N <- 3; Sseq <- 2:30
demo <- data.frame(
  S         = Sseq,
  add_GS    = (1 - 1 / (N * Sseq)) - (1 - 1 / Sseq),   # additive Gini-Simpson
  mult_Hill = (N * Sseq) / Sseq)                       # multiplicative Hill, q = 2
c(add_GS_low = demo$add_GS[1], add_GS_high = demo$add_GS[length(Sseq)],
  mult_Hill  = demo$mult_Hill[1])
 add_GS_low add_GS_high   mult_Hill 
 0.33333333  0.02222222  3.00000000 

As local richness climbs, additive Gini-Simpson beta falls from 0.333 towards 0.022, sliding towards zero even though the regions stay just as distinct. The multiplicative partition of Hill numbers avoids this. Converting Simpson to its numbers equivalent (an effective species count) and dividing gamma by alpha gives beta as an effective number of communities, which stays pinned at 3 regardless of richness. That is the value the ecology demands.

dd <- rbind(
  data.frame(S = demo$S, beta = demo$add_GS,    panel = "additive (Gini-Simpson index)"),
  data.frame(S = demo$S, beta = demo$mult_Hill, panel = "multiplicative (Hill numbers, q = 2)"))
dd$panel <- factor(dd$panel, levels = c("additive (Gini-Simpson index)",
                                        "multiplicative (Hill numbers, q = 2)"))

ggplot(dd, aes(S, beta)) +
  geom_line(colour = forest, linewidth = 1) +
  geom_point(colour = forest, size = 1.3) +
  facet_wrap(~panel, scales = "free_y") +
  labs(x = "species per region (local richness)", y = "beta diversity",
       title = "Why the choice of index matters",
       subtitle = "three fully distinct regions throughout; only the diversity index differs") +
  theme_te() +
  theme(strip.text = element_text(size = 10.5))
Two line panels against species per region. Left, additive Gini-Simpson beta curves down from 0.33 towards 0.02. Right, multiplicative Hill beta is a flat line at 3.
Figure 3: The same three fully distinct regions under two partitions. Additive index-beta drifts with richness; multiplicative Hill beta reports three communities throughout.

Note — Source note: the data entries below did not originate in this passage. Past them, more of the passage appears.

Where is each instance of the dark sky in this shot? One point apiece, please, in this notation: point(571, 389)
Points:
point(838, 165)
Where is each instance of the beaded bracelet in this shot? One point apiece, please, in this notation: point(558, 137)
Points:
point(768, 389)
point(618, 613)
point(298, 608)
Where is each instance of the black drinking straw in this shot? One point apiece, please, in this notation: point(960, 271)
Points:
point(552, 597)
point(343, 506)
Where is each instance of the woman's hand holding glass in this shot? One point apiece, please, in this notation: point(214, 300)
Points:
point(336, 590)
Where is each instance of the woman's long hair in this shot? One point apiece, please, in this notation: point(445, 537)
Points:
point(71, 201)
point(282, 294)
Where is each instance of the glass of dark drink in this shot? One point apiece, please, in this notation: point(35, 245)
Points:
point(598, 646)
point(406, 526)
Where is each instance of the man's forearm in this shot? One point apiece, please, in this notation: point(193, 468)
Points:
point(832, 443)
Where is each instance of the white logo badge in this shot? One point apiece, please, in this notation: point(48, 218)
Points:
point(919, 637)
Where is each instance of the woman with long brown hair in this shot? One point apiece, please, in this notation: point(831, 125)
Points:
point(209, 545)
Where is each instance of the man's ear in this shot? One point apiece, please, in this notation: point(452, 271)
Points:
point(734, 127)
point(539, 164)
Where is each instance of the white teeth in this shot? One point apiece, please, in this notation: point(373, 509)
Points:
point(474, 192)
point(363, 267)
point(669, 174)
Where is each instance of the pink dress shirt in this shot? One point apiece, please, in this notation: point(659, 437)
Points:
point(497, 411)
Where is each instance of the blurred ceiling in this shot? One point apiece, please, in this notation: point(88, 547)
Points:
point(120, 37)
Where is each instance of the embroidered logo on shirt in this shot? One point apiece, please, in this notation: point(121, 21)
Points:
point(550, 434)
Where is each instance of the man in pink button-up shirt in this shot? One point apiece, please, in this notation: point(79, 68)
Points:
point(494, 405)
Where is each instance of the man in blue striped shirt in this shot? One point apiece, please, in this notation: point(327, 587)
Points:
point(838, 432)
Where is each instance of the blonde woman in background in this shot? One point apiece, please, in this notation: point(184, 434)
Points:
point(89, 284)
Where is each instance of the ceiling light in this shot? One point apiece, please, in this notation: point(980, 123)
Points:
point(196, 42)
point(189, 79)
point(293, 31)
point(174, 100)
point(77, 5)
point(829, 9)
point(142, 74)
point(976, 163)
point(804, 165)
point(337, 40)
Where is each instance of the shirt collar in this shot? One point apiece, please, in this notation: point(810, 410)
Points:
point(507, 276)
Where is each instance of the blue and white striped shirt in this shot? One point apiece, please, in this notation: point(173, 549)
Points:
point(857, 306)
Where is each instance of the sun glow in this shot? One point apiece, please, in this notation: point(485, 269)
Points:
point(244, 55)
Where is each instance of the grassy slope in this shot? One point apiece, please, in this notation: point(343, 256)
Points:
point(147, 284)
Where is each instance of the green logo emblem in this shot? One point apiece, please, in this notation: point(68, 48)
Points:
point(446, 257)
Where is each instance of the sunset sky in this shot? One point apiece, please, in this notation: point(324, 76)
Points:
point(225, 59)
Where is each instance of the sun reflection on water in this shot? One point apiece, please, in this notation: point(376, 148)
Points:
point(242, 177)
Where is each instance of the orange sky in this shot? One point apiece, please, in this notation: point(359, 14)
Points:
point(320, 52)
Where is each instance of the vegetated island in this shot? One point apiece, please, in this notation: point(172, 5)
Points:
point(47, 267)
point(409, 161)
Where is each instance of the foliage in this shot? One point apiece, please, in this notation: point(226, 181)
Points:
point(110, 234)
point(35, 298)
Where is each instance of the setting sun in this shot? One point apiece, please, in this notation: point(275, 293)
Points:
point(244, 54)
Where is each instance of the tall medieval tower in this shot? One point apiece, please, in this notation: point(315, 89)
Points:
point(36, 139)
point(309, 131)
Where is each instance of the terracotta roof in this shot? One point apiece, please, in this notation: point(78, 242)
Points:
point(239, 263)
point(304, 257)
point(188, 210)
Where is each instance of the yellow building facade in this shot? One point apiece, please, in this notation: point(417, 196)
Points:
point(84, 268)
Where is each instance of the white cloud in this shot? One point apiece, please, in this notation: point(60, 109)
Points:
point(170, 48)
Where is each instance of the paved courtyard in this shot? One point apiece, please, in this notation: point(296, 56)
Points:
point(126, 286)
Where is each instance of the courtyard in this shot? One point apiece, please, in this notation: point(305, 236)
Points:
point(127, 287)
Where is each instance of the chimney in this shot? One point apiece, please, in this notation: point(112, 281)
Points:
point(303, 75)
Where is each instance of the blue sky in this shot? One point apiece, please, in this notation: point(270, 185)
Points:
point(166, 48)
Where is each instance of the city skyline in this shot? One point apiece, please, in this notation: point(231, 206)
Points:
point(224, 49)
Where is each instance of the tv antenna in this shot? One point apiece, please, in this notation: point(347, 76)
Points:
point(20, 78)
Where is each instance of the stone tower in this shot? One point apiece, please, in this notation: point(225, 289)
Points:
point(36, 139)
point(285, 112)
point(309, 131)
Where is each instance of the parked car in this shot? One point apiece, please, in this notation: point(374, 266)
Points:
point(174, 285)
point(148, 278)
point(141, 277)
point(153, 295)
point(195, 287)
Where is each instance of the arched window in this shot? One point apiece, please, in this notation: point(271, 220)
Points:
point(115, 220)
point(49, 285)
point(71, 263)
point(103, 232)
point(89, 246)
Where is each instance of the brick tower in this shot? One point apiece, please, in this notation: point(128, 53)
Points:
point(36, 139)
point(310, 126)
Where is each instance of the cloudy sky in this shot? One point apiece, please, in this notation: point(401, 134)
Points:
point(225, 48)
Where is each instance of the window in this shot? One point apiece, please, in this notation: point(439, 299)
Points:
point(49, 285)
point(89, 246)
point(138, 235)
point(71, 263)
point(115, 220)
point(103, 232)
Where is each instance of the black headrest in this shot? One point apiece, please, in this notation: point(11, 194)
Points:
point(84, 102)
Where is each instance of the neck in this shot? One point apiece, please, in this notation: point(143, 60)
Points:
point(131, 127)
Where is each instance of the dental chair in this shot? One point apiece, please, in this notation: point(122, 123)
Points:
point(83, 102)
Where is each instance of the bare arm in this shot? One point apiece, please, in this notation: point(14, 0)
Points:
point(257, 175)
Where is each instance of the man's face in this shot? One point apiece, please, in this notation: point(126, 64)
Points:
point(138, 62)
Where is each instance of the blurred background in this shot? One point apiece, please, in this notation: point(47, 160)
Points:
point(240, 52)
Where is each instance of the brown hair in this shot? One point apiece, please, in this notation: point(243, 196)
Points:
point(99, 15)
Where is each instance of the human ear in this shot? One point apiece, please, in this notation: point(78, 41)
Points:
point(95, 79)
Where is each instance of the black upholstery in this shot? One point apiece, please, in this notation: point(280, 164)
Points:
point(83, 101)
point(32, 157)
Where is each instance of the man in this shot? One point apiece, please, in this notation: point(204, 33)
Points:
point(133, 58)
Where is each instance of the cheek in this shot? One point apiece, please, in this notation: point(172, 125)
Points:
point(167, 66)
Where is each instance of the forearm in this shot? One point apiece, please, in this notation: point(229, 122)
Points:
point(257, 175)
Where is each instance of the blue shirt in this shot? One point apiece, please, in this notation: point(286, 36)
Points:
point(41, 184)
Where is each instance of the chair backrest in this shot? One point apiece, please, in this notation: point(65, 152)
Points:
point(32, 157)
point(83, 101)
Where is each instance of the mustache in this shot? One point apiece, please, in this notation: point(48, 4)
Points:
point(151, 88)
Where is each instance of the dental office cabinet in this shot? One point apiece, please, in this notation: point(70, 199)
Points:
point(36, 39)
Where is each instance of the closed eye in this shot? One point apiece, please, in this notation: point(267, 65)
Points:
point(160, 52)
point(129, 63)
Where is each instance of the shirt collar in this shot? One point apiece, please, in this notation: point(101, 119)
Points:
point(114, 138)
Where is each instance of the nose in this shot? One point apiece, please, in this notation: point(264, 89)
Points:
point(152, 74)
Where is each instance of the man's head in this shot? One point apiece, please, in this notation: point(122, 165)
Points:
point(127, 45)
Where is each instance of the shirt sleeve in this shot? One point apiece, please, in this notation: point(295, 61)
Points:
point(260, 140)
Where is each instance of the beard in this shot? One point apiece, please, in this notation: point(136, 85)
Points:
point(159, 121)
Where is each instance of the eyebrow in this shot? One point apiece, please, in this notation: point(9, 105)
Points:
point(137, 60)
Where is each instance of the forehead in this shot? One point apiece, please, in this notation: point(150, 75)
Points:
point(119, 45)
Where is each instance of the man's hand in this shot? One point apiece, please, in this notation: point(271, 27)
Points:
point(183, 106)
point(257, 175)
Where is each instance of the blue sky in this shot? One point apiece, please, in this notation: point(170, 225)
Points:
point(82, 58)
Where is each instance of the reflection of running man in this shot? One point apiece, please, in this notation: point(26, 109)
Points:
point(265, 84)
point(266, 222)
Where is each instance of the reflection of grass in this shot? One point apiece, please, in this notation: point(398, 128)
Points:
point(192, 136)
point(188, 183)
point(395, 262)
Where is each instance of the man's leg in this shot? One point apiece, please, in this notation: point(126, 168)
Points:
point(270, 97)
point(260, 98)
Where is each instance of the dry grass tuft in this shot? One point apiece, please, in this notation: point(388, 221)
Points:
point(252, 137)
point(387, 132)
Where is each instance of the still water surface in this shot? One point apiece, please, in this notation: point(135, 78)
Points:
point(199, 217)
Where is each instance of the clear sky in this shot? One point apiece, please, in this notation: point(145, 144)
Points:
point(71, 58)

Shannon sits in between. Its entropy is additive, so the sample and turnover entropies do add to the total, but entropy is measured in nats, not communities. Exponentiating turns Shannon entropy into a Hill number, and at that point the partition becomes multiplicative again. The clean way to think about it is that raw indices partition additively while their numbers equivalents partition multiplicatively, and only the numbers equivalents give a beta you can compare across datasets.

What to take away

Additive partitioning with adipart is a direct, testable way to break total richness into local diversity and layers of turnover, and its randomisation test tells you which layers exceed chance. Read the species-based partition at face value. But the moment you partition a diversity index rather than a raw species count, convert to Hill numbers and partition multiplicatively, so that beta means a number of distinct communities that does not secretly depend on how rich your sites happen to be.

References

Lande, R. 1996. Oikos 76(1):5-13 (10.2307/3545743).

Crist, T.O., Veech, J.A., Gering, J.C. and Summerville, K.S. 2003. American Naturalist 162(6):734-743 (10.1086/378901).

Jost, L. 2007. Ecology 88(10):2427-2439 (10.1890/06-1736.1).

Veech, J.A., Summerville, K.S., Crist, T.O. and Gering, J.C. 2002. Oikos 99(1):3-9 (10.1034/j.1600-0706.2002.990101.x).